Voicemail: The most practical method by far. Set up voicemail through your carrier, let private calls go unanswered, and let legitimate callers identify themselves. If someone calls from a hospital about a procedure or from a recruiter at a real company, they will say so within the first five seconds of a voicemail. Scammers hang up or pivot immediately when asked to identify themselves.
Truecaller’s reverse search: Works only if the caller used that number without privacy settings at some point. If the number has never appeared in Truecaller’s database, the result is empty. Truecaller cannot break caller ID suppression that happens at the network level.
Carrier call records: Your mobile network logs every call made to your number, including the real number behind private calls. Request this data by visiting a carrier service centre with a valid government-issued ID and a written complaint. Networks cooperate more readily when you have a legitimate reason, such as repeated harassment, threats, or documented fraud. Routine curiosity will not get you far.
File a complaint with the NCC at ncc.gov.ng or call 622.
Law enforcement trace: Nigerian police and the NCC can compel carriers to reveal private number identities in active investigations. Both require a formal report on file before any action begins.
What does not work: Websites claiming to unmask private numbers for a fee or after a “free search.” No third-party website has access to carrier call records. Every site claiming otherwise is itself a scam preying on people already targeted by scammers.
What To Do
Here is the fastest path based on your exact situation:
If your number shows as private to others: Dial *31# on your Nigerian SIM right now. Done in 10 seconds.
If you want to stop all private number calls with zero effort: Enable “Block unknown callers” in your phone’s dialer settings. Takes 30 seconds. Understand the trade-offs in Section 3 before you do.
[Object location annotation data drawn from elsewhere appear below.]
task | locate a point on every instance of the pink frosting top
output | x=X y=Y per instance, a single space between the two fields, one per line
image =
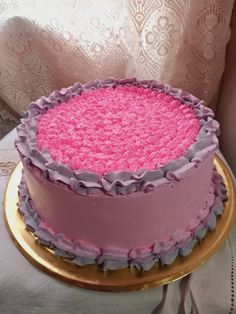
x=122 y=128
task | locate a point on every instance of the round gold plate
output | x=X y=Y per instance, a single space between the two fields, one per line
x=91 y=277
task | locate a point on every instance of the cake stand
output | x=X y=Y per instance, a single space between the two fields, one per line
x=91 y=276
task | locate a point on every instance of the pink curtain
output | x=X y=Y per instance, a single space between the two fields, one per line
x=46 y=45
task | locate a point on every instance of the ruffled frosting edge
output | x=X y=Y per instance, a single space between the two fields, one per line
x=116 y=182
x=181 y=243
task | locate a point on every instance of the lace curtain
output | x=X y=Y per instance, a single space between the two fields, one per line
x=45 y=45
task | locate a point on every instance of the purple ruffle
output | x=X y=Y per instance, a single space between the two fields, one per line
x=117 y=182
x=164 y=252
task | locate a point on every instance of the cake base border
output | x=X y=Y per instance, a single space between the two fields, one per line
x=91 y=276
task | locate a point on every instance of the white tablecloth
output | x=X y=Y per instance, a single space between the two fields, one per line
x=24 y=289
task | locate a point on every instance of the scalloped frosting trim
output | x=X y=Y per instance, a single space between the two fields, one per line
x=164 y=252
x=116 y=182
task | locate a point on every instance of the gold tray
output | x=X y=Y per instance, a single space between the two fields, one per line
x=91 y=277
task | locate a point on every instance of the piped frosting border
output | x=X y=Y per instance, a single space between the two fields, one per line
x=117 y=182
x=180 y=243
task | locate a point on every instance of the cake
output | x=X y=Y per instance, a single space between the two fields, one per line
x=119 y=173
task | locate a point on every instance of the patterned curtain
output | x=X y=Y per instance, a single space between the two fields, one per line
x=50 y=44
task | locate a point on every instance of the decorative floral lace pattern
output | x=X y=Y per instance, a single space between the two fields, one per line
x=41 y=51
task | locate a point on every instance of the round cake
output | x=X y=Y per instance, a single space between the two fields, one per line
x=119 y=173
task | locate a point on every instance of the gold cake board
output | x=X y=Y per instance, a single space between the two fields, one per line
x=91 y=276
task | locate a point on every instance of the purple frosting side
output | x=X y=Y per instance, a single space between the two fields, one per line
x=164 y=252
x=117 y=182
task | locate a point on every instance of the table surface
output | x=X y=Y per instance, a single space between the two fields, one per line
x=24 y=289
If you want carrier-level blocking to be more reliable, with no battery cost: Call your carrier’s customer care and request anonymous call rejection. MTN users can try *3551*1# first.
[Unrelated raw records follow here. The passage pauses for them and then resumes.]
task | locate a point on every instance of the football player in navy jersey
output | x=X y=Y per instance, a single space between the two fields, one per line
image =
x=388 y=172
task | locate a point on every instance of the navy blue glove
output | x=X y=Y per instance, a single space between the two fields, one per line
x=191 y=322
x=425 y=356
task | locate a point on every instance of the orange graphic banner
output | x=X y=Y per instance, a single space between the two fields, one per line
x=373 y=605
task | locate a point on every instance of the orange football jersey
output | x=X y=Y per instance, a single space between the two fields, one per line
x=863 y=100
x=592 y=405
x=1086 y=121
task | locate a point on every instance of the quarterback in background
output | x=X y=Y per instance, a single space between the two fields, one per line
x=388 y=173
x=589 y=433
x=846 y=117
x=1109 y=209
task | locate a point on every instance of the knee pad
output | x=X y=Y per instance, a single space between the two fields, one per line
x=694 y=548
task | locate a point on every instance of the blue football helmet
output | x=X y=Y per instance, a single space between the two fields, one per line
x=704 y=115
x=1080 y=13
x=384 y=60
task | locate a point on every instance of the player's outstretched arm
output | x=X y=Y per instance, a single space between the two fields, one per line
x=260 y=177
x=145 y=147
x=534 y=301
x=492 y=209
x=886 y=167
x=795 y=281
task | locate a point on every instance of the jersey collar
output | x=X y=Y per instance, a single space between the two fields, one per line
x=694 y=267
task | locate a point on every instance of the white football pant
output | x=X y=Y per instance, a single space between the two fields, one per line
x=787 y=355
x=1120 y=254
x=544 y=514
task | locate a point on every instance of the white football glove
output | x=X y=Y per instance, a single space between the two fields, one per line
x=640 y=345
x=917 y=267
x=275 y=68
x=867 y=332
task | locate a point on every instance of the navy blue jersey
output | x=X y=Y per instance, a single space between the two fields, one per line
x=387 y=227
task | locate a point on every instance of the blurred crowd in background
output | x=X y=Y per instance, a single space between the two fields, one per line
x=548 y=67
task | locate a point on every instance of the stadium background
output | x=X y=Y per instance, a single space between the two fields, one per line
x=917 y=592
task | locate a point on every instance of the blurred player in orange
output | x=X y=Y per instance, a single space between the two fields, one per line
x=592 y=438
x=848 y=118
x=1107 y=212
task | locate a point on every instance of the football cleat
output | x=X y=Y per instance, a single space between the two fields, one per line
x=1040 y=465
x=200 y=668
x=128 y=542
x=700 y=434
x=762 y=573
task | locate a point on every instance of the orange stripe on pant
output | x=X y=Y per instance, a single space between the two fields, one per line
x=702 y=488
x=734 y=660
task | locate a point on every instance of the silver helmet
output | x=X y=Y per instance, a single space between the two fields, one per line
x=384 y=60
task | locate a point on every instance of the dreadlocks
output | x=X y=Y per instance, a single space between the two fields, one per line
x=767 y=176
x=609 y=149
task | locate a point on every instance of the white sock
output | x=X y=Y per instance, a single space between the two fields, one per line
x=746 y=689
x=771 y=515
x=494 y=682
If you need to keep receiving some unknown calls but want scam protection: Install Truecaller, enable spam filtering, and block private numbers within the app settings.
If a private number is harassing or threatening you: Document every call with date, time, and what was said. File a report with the NCC at 622 and with your local police station. Your carrier can provide call records to support a formal investigation.
The tools to handle private number calls on Android exist and work well. The only question is which one fits your situation, and now you know exactly how to choose.